I am trying to script LearnedPositionalEmbedding from Fairseq:
CODE

import torch.nn as nn
import torch
import torch.jit
from fairseq import utils

class LearnedPositionalEmbedding(nn.Embedding):
    def __init__(self, num_embeddings, embedding_dim, padding_idx, left_pad):
        super().__init__(num_embeddings, embedding_dim, padding_idx)
        self.left_pad = left_pad
        # self.register_buffer('padding_idx_', padding_idx)

    def forward(self, input_, incremental_state=None):
        """Input is expected to be of size [bsz x seqlen]."""
        if incremental_state is not None:
            positions = input_.data.new(1, 1).fill_(self.padding_idx_ + input_.size(1))
        else:
            positions = utils.make_positions(input_.data, self.padding_idx_, self.left_pad)
        return super().forward(positions)

    def max_positions(self):
        """Maximum number of supported positions."""
        return self.num_embeddings - self.padding_idx_ - 1

padding_idx = torch.tensor([[1]], dtype=torch.long)
model = LearnedPositionalEmbedding(4,5, padding_idx, False)
model_scripted = torch.jit.script(model)

And I get following error:

TypeError: 
'Tensor' object for attribute 'padding_idx' is not a valid constant.
Valid constants are:
  1. a nn.ModuleList
  2. a value of type {bool, float, int, str, NoneType, function, device, layout, dtype}
  3. a list or tuple of (2)

Even issue #16284 is not of help.

driazati · August 23, 2019, 9:31pm

In the nn.Embedding provided by PyTorch, padding_idx is an int that doesn’t change, for that reason we have added it to __constants__ in nn.Embedding (code here). Since LearnedPositionalEmbedding does not override __constants__, it gets the one from nn.Embedding.

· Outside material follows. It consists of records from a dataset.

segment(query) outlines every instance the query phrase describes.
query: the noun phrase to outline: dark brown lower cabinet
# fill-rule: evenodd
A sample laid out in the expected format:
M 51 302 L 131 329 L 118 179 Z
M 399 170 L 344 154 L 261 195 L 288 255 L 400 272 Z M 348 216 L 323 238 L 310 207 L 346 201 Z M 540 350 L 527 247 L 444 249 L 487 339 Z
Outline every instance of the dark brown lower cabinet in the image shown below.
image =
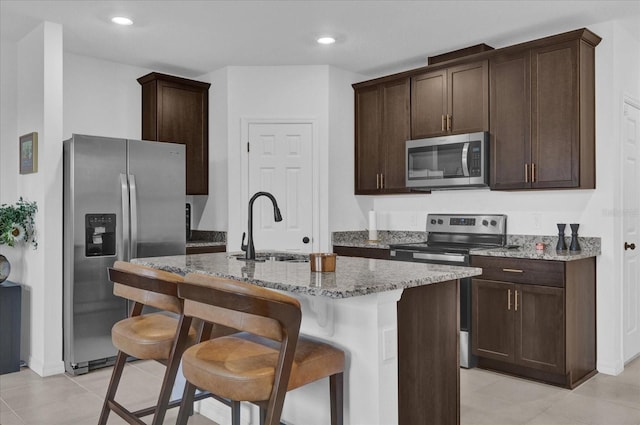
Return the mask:
M 472 257 L 478 366 L 574 388 L 596 373 L 595 258 Z
M 398 301 L 398 424 L 460 424 L 460 285 L 405 289 Z

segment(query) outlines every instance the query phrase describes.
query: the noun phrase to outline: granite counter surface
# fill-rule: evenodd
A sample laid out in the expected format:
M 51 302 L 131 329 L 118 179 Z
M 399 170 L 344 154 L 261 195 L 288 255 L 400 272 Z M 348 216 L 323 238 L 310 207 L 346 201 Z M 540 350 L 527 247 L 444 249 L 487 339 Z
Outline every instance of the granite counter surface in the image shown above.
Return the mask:
M 556 251 L 557 236 L 509 235 L 507 245 L 513 248 L 474 249 L 471 255 L 552 261 L 574 261 L 600 255 L 600 238 L 579 237 L 578 242 L 580 251 Z M 538 243 L 544 244 L 544 249 L 536 249 Z M 569 238 L 566 246 L 569 246 Z
M 417 243 L 427 240 L 427 232 L 379 230 L 378 240 L 370 241 L 367 230 L 333 232 L 331 243 L 337 246 L 356 248 L 389 249 L 389 245 L 401 243 Z
M 340 256 L 336 259 L 336 271 L 324 273 L 311 272 L 308 262 L 241 261 L 233 254 L 222 252 L 138 258 L 132 262 L 183 275 L 204 273 L 328 298 L 349 298 L 482 274 L 482 270 L 475 267 Z
M 332 243 L 337 246 L 350 246 L 358 248 L 389 249 L 391 244 L 416 243 L 427 240 L 427 232 L 414 231 L 378 231 L 379 240 L 371 242 L 367 240 L 368 232 L 362 230 L 334 232 Z M 571 238 L 565 240 L 566 246 L 570 245 Z M 537 250 L 536 244 L 543 243 L 544 249 Z M 597 257 L 601 254 L 600 238 L 578 237 L 580 251 L 556 251 L 557 236 L 545 235 L 507 235 L 507 245 L 514 248 L 488 248 L 474 249 L 472 255 L 489 257 L 528 258 L 537 260 L 573 261 L 583 258 Z

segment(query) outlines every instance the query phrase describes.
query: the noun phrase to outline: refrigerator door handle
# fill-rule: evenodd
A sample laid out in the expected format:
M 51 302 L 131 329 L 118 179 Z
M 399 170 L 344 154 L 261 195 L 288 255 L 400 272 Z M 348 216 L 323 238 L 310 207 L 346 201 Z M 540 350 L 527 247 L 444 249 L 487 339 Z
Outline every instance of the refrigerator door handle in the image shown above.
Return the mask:
M 131 258 L 138 257 L 138 196 L 136 176 L 129 174 L 129 196 L 131 204 Z
M 120 246 L 118 249 L 118 259 L 129 261 L 129 183 L 127 175 L 120 174 L 120 193 L 122 197 L 122 238 L 120 238 Z

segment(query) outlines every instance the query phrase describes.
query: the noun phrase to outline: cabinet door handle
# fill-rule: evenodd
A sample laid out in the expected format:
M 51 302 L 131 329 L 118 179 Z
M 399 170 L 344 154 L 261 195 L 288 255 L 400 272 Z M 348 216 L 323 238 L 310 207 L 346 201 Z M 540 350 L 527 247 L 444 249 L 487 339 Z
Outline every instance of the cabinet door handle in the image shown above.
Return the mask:
M 536 182 L 536 163 L 531 163 L 531 183 Z
M 524 273 L 524 270 L 520 269 L 502 269 L 502 271 L 508 273 Z

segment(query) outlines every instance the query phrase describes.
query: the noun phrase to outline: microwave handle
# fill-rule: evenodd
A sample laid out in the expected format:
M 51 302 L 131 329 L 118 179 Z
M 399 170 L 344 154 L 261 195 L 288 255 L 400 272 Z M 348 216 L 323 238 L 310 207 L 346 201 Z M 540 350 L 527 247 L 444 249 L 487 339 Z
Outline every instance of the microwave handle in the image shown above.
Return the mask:
M 462 147 L 462 173 L 469 177 L 469 142 Z

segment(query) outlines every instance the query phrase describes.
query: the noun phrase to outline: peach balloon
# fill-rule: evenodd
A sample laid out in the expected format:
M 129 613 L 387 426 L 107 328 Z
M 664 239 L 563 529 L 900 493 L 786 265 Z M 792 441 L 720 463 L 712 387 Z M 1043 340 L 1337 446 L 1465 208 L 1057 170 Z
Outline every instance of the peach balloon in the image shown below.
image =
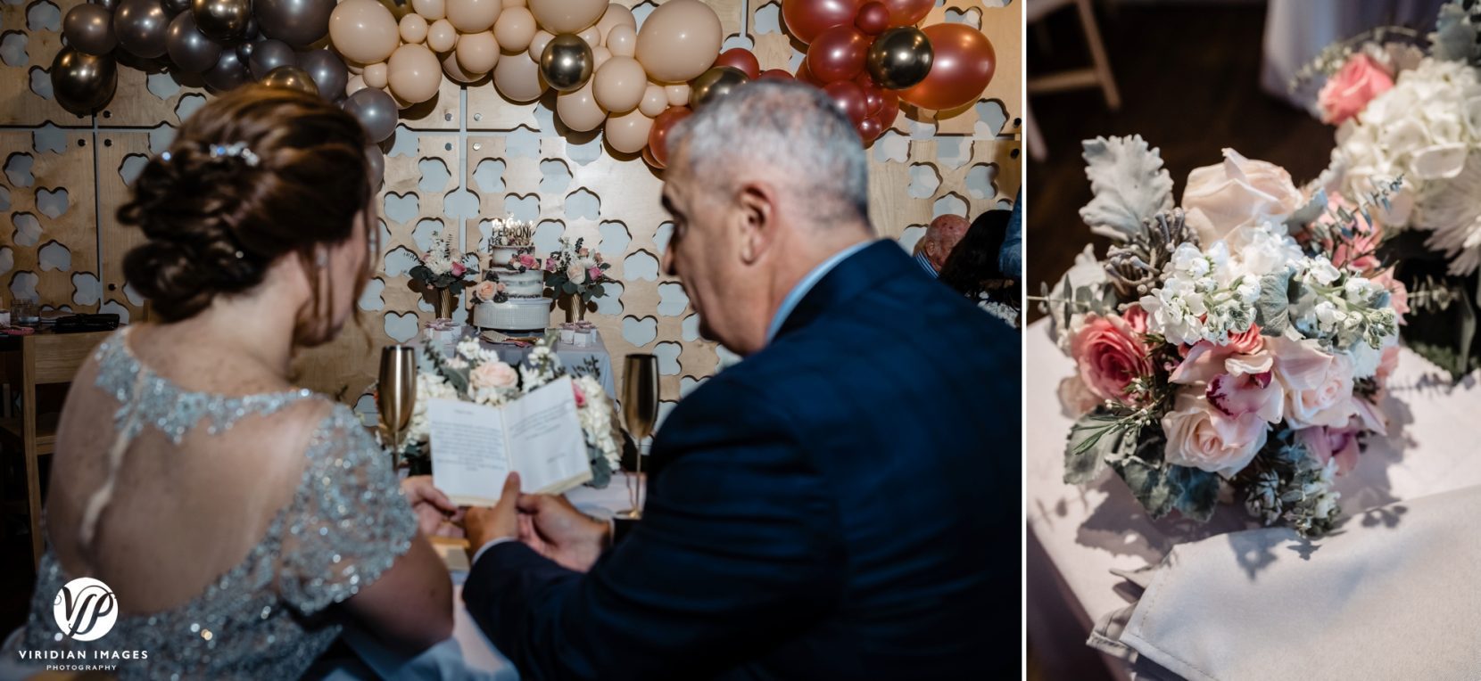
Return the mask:
M 329 15 L 329 40 L 350 61 L 384 62 L 400 37 L 395 16 L 375 0 L 345 0 Z
M 597 104 L 591 93 L 591 81 L 575 92 L 563 92 L 555 98 L 555 114 L 560 115 L 566 127 L 576 132 L 595 130 L 601 121 L 607 120 L 607 113 Z
M 447 19 L 437 19 L 427 28 L 427 46 L 434 52 L 447 52 L 458 44 L 458 30 Z
M 407 13 L 401 18 L 401 40 L 407 43 L 421 43 L 427 40 L 427 19 L 415 12 Z
M 447 0 L 412 0 L 412 10 L 427 21 L 437 21 L 447 16 Z
M 647 135 L 653 130 L 653 118 L 632 110 L 622 115 L 607 118 L 606 138 L 613 150 L 624 154 L 637 154 L 647 147 Z
M 592 80 L 595 86 L 591 92 L 597 96 L 597 104 L 616 114 L 637 108 L 647 90 L 647 73 L 631 56 L 613 56 L 597 68 Z
M 603 0 L 530 0 L 530 12 L 549 33 L 581 33 L 607 10 Z
M 425 44 L 403 44 L 385 64 L 390 71 L 391 93 L 410 104 L 437 96 L 443 84 L 443 65 Z
M 524 7 L 505 7 L 493 22 L 493 38 L 505 52 L 524 52 L 535 38 L 535 15 Z
M 507 99 L 529 102 L 545 93 L 541 65 L 529 55 L 508 55 L 493 67 L 493 86 Z
M 469 76 L 493 71 L 499 62 L 499 41 L 493 33 L 465 33 L 458 38 L 458 65 Z
M 723 40 L 714 9 L 699 0 L 669 0 L 643 21 L 635 55 L 653 80 L 684 83 L 715 64 Z
M 643 89 L 643 101 L 638 102 L 638 111 L 649 118 L 662 114 L 668 108 L 668 93 L 663 92 L 663 86 L 649 83 Z
M 638 33 L 632 27 L 612 27 L 606 46 L 616 56 L 632 56 L 638 50 Z
M 493 28 L 504 10 L 504 0 L 447 0 L 447 21 L 458 33 L 480 33 Z
M 601 31 L 601 40 L 607 40 L 607 36 L 616 27 L 632 28 L 632 33 L 635 34 L 638 30 L 638 19 L 632 16 L 631 9 L 612 3 L 607 4 L 607 10 L 601 15 L 601 21 L 597 22 L 597 30 Z
M 390 83 L 391 73 L 385 68 L 385 62 L 381 62 L 367 65 L 360 77 L 369 87 L 385 87 Z

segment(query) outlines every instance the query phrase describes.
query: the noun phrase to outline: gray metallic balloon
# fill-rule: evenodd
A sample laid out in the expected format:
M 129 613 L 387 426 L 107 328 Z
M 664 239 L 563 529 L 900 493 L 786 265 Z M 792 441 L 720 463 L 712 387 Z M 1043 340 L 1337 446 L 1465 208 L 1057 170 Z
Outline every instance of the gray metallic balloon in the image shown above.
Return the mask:
M 314 84 L 318 86 L 318 93 L 324 99 L 338 102 L 345 98 L 345 86 L 350 84 L 350 70 L 345 68 L 345 62 L 339 55 L 327 49 L 308 50 L 298 55 L 298 67 L 308 71 L 308 77 L 314 78 Z
M 267 37 L 293 47 L 307 47 L 327 36 L 333 10 L 335 0 L 256 0 L 252 7 Z
M 154 59 L 164 56 L 164 34 L 170 18 L 160 0 L 121 0 L 113 13 L 113 33 L 118 44 L 135 56 Z
M 118 67 L 111 56 L 62 47 L 52 59 L 52 96 L 77 115 L 92 115 L 108 105 L 118 87 Z
M 281 40 L 258 40 L 252 46 L 252 58 L 247 61 L 247 65 L 252 67 L 252 77 L 262 80 L 274 68 L 296 67 L 298 52 L 293 52 L 293 47 L 289 47 Z
M 201 80 L 206 81 L 216 92 L 231 90 L 241 86 L 250 80 L 247 73 L 247 62 L 237 56 L 237 50 L 221 50 L 221 56 L 216 58 L 216 65 L 200 74 Z
M 170 33 L 166 40 L 170 61 L 185 73 L 198 74 L 216 65 L 221 58 L 221 46 L 215 40 L 195 28 L 195 15 L 181 12 L 170 19 Z
M 191 0 L 190 9 L 200 33 L 212 40 L 241 40 L 252 19 L 252 0 Z
M 372 142 L 384 142 L 395 132 L 398 113 L 395 99 L 391 99 L 391 95 L 379 87 L 357 90 L 345 99 L 342 107 L 350 115 L 358 118 L 361 126 L 366 126 L 366 136 Z
M 113 12 L 102 4 L 78 4 L 67 10 L 62 36 L 78 52 L 98 56 L 113 52 L 118 44 L 118 36 L 113 33 Z

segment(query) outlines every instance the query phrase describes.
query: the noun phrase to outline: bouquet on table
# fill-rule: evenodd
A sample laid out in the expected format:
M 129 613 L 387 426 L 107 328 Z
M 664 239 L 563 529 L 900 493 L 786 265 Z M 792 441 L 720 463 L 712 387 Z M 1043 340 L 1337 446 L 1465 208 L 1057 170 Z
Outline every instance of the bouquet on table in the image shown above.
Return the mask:
M 558 332 L 546 333 L 538 340 L 518 369 L 499 360 L 498 352 L 483 349 L 472 338 L 459 342 L 452 355 L 444 355 L 429 345 L 424 346 L 416 369 L 416 407 L 400 452 L 410 462 L 412 471 L 431 469 L 427 416 L 431 400 L 462 400 L 498 407 L 566 376 L 567 372 L 552 349 L 557 336 Z M 573 373 L 570 379 L 576 416 L 591 462 L 591 481 L 586 484 L 606 487 L 621 465 L 621 450 L 615 437 L 612 400 L 601 388 L 601 378 L 594 369 L 592 366 L 585 373 Z
M 1358 195 L 1404 178 L 1391 206 L 1373 213 L 1391 229 L 1380 256 L 1410 290 L 1404 339 L 1456 380 L 1481 369 L 1478 30 L 1481 3 L 1451 1 L 1425 50 L 1417 33 L 1380 27 L 1327 47 L 1297 76 L 1327 77 L 1317 107 L 1339 126 L 1321 187 Z
M 1225 150 L 1188 178 L 1182 207 L 1140 136 L 1084 144 L 1111 237 L 1044 293 L 1077 375 L 1065 481 L 1114 471 L 1152 518 L 1206 521 L 1225 490 L 1302 534 L 1337 517 L 1333 477 L 1383 432 L 1404 289 L 1373 255 L 1367 219 L 1395 189 L 1349 206 L 1306 195 L 1271 163 Z

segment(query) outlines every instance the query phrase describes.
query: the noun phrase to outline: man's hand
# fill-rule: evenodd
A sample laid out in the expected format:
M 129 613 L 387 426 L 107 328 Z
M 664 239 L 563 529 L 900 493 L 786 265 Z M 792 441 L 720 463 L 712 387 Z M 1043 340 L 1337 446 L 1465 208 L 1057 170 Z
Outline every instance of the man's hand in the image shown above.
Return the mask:
M 412 475 L 401 481 L 401 494 L 412 503 L 422 536 L 461 537 L 462 509 L 443 490 L 432 486 L 431 475 Z
M 576 511 L 564 496 L 520 494 L 518 509 L 530 518 L 520 540 L 569 570 L 591 570 L 609 543 L 612 527 Z
M 478 552 L 483 545 L 495 539 L 520 539 L 520 512 L 515 502 L 520 499 L 520 474 L 511 472 L 504 478 L 504 492 L 499 503 L 489 506 L 468 506 L 464 512 L 464 531 L 468 536 L 468 560 Z

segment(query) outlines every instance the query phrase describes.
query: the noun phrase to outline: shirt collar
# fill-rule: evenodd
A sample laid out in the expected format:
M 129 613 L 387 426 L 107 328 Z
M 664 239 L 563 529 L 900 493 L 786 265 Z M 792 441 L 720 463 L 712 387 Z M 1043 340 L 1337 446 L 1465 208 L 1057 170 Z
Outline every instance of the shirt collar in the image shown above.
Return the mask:
M 776 308 L 776 314 L 772 315 L 772 326 L 767 327 L 766 330 L 767 345 L 770 345 L 772 339 L 776 338 L 776 332 L 782 330 L 782 323 L 786 321 L 786 317 L 789 314 L 792 314 L 792 309 L 797 308 L 797 303 L 803 302 L 803 298 L 807 296 L 807 292 L 813 290 L 813 286 L 818 286 L 819 280 L 822 280 L 828 272 L 831 272 L 832 268 L 838 266 L 838 264 L 843 262 L 846 258 L 863 250 L 866 246 L 872 243 L 874 241 L 865 240 L 847 249 L 843 249 L 834 253 L 822 264 L 819 264 L 818 266 L 815 266 L 810 272 L 807 272 L 807 275 L 803 277 L 803 280 L 798 281 L 797 286 L 794 286 L 792 290 L 786 293 L 786 298 L 782 299 L 782 306 Z

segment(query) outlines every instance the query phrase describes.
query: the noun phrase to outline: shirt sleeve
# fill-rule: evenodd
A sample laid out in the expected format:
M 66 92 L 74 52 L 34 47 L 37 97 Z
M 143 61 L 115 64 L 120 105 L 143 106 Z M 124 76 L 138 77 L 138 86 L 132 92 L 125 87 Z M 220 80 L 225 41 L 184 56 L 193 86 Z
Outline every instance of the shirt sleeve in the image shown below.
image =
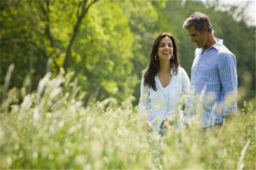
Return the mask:
M 190 81 L 189 81 L 189 78 L 186 72 L 184 69 L 182 70 L 181 74 L 181 79 L 182 81 L 182 92 L 183 93 L 183 96 L 184 97 L 185 102 L 186 104 L 187 103 L 188 99 L 189 98 L 188 92 L 189 91 L 189 88 L 190 87 Z
M 219 70 L 224 95 L 222 116 L 236 114 L 237 111 L 237 74 L 235 56 L 226 55 L 220 63 Z
M 140 83 L 140 97 L 139 103 L 139 114 L 145 114 L 148 109 L 148 88 L 144 85 L 144 75 Z

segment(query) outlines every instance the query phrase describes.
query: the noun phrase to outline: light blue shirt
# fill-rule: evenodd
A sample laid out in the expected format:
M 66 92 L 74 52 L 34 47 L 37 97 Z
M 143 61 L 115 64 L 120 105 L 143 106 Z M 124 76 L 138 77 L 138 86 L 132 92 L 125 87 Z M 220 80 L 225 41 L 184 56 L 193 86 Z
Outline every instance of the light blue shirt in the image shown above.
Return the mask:
M 174 119 L 175 123 L 180 126 L 183 116 L 180 108 L 182 106 L 182 96 L 187 95 L 190 82 L 184 69 L 179 68 L 178 74 L 175 75 L 171 70 L 172 78 L 165 90 L 157 75 L 155 76 L 157 91 L 144 85 L 144 76 L 140 85 L 140 99 L 139 104 L 139 113 L 147 114 L 148 121 L 153 123 L 154 128 L 158 130 L 166 115 Z M 178 127 L 178 128 L 179 128 Z
M 204 51 L 202 48 L 195 52 L 190 86 L 195 93 L 186 107 L 186 124 L 193 123 L 196 119 L 192 118 L 196 115 L 201 117 L 202 127 L 222 124 L 223 116 L 237 111 L 236 57 L 222 40 L 217 40 Z

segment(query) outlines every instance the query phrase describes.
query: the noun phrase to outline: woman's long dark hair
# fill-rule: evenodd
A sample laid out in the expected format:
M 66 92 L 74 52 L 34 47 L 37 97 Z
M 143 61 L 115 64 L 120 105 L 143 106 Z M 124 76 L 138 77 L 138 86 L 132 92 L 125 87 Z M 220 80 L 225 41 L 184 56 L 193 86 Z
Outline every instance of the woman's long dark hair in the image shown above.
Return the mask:
M 142 71 L 143 75 L 144 74 L 144 85 L 145 86 L 148 85 L 150 88 L 152 88 L 155 91 L 157 91 L 157 88 L 156 87 L 154 77 L 158 74 L 159 69 L 160 69 L 159 60 L 156 60 L 155 56 L 158 51 L 160 41 L 161 41 L 161 40 L 163 38 L 166 37 L 170 38 L 172 41 L 173 44 L 174 57 L 170 60 L 171 68 L 173 69 L 175 75 L 177 74 L 178 72 L 179 54 L 175 39 L 171 34 L 161 33 L 156 39 L 152 46 L 151 54 L 150 54 L 150 60 L 148 62 L 148 68 Z

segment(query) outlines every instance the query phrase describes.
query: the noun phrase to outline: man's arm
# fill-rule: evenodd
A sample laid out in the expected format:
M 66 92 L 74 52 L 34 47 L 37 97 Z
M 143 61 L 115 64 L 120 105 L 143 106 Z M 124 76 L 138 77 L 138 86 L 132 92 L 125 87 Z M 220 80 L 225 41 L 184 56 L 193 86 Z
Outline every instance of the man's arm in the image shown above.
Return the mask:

If you want padding_idx to be a Tensor (which is not a supported constant type), you’ll have to provide your own __constants__ that removes padding_idx but keeps the other stuff around, something like:

from fairseq import utils

class LearnedPositionalEmbedding(nn.Embedding):
    __constants__ = ['num_embeddings', 'embedding_dim', 'max_norm',
                     'norm_type', 'scale_grad_by_freq', 'sparse']
    def __init__(self, num_embeddings, embedding_dim, padding_idx, left_pad):
        super().__init__(num_embeddings, embedding_dim, padding_idx)
        self.left_pad = left_pad